Related: 7 Steps of the Strategic Planning Process

Why use emergent strategy?

An emergent strategy can be a natural result of a company adopting processes to address changing circumstances. When organizations embrace emergent strategy, they can use the power of change to guide their plans, visions and decisions, rather than a specified business strategy. This can allow businesses to adopt new and innovative processes through trial and error.

While emergent strategies can be unpredictable, they can give companies an opportunity to better meet the needs of consumers and adapt to new situations.
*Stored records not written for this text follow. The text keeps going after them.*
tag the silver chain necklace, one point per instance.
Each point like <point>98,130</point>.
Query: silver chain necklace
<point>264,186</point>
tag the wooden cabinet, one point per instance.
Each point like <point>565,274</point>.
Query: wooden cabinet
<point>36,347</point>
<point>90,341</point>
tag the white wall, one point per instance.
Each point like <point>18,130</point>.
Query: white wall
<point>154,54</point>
The ability to adapt through the use of emergent strategies can help businesses weather financial hardship and discover new applications for their products.
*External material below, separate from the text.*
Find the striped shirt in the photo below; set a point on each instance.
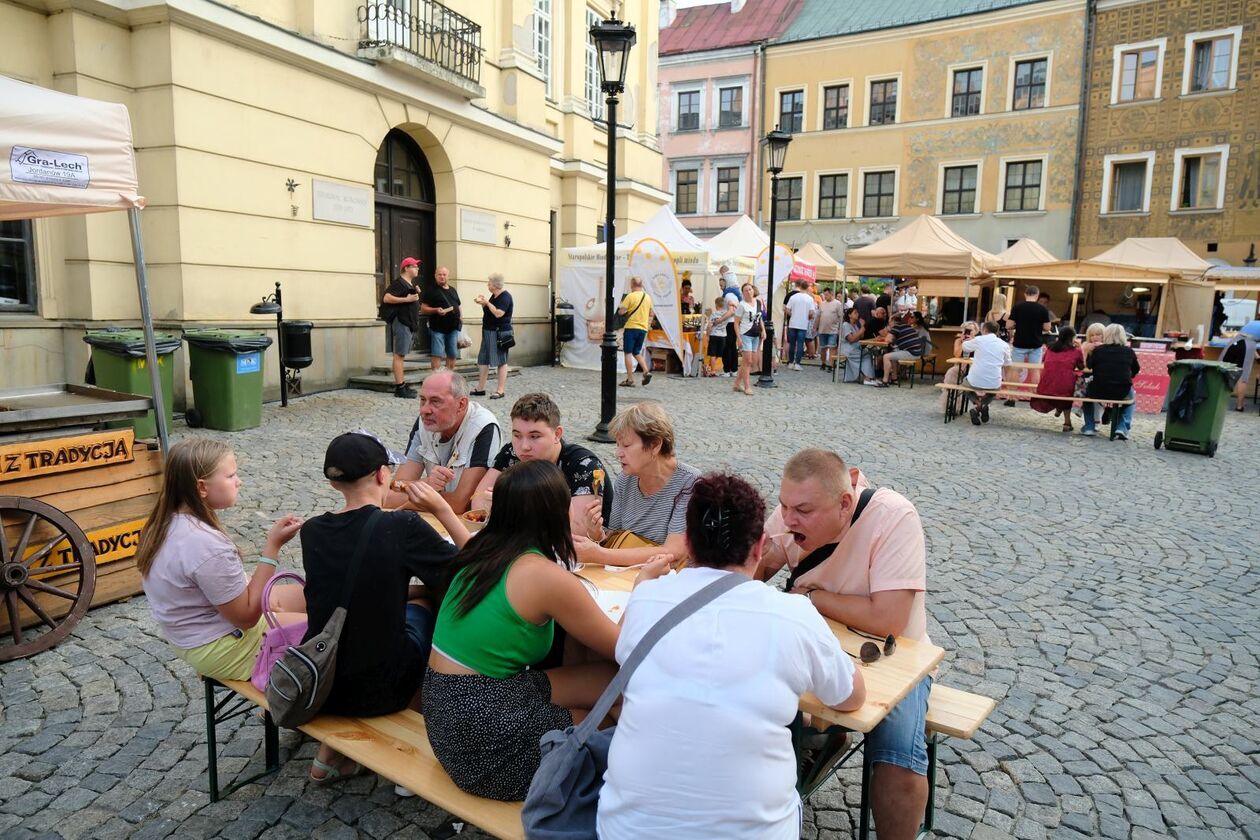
(658, 515)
Benefits of emergent strategy

Here are the advantages to using emergent strategy in business:

  • Practicality: Adopting emergent strategies can allow companies to put their resources toward processes that can be more effective than a company's deliberate strategies.

  • Learning: An emergent strategy offers companies a chance to learn from the strategy and its results. If an emergent strategy is successful, a company can formally add the strategy to its strategic plan.

  • Opportunity: The freedom to use and analyze emergent strategies in a company can give companies the opportunity to grow as a result of an emergent strategy.

  • Flexibility: Emergent strategy can allow companies to more flexibly approach changes in an industry or economy.

  • Creativity: The ability to create and learn from emergent strategies can help companies use creativity to address new problems with innovative solutions.

  • Improved culture: Emergent strategy in business can result in a more positive workplace culture as a result of increased creativity and flexibility in the business's strategies.

Related: 8 Strategies for Organizational Change

Examples of emergent strategy in business

Below are examples of businesses adopting emergent strategies:

Example 1

An employee at a clothing manufacturing plant notices that the company's standard process for cutting patterns from fabric leads to fabric waste. The employee designs a new way to make three garments out of an amount of fabric that only yielded two garments under the company's process. The employee notifies their manager and other garment employees about the efficiency, and the manufacturing plant adopts the emergent strategy of using less fabric to make more garments.

Example 2

A gym offering group exercise classes and personal training services experiences financial uncertainty as a result of the coronavirus pandemic. The situation pushes the small business toward an emergent strategy: offering outdoor classes that allow clients to exercise with a much lower risk of getting sick. The emergent strategy allows the business to grow its operations and remain financially stable as a result of a higher consumer demand for safe ways to exercise and socialize during uncertain times.

Example 3

A mobile app development company focusing on games identifies its target market as children between the ages of 10 and 16. The company's marketing department notices a significant increase in downloads and purchases from a new market segment: women between 40 and 50. The marketing department researches the market and learns that the older market enjoys playing games that are simplistic and visually appealing. The company develops an emergent strategy for branding and marketing the game toward older audiences and experiences a significant increase in downloads.

Had the company followed its strategic plan for marketing the app toward children, it wouldn't have learned about the opportunity to seize a new market, so in this situation, an emergent strategy was beneficial for the company.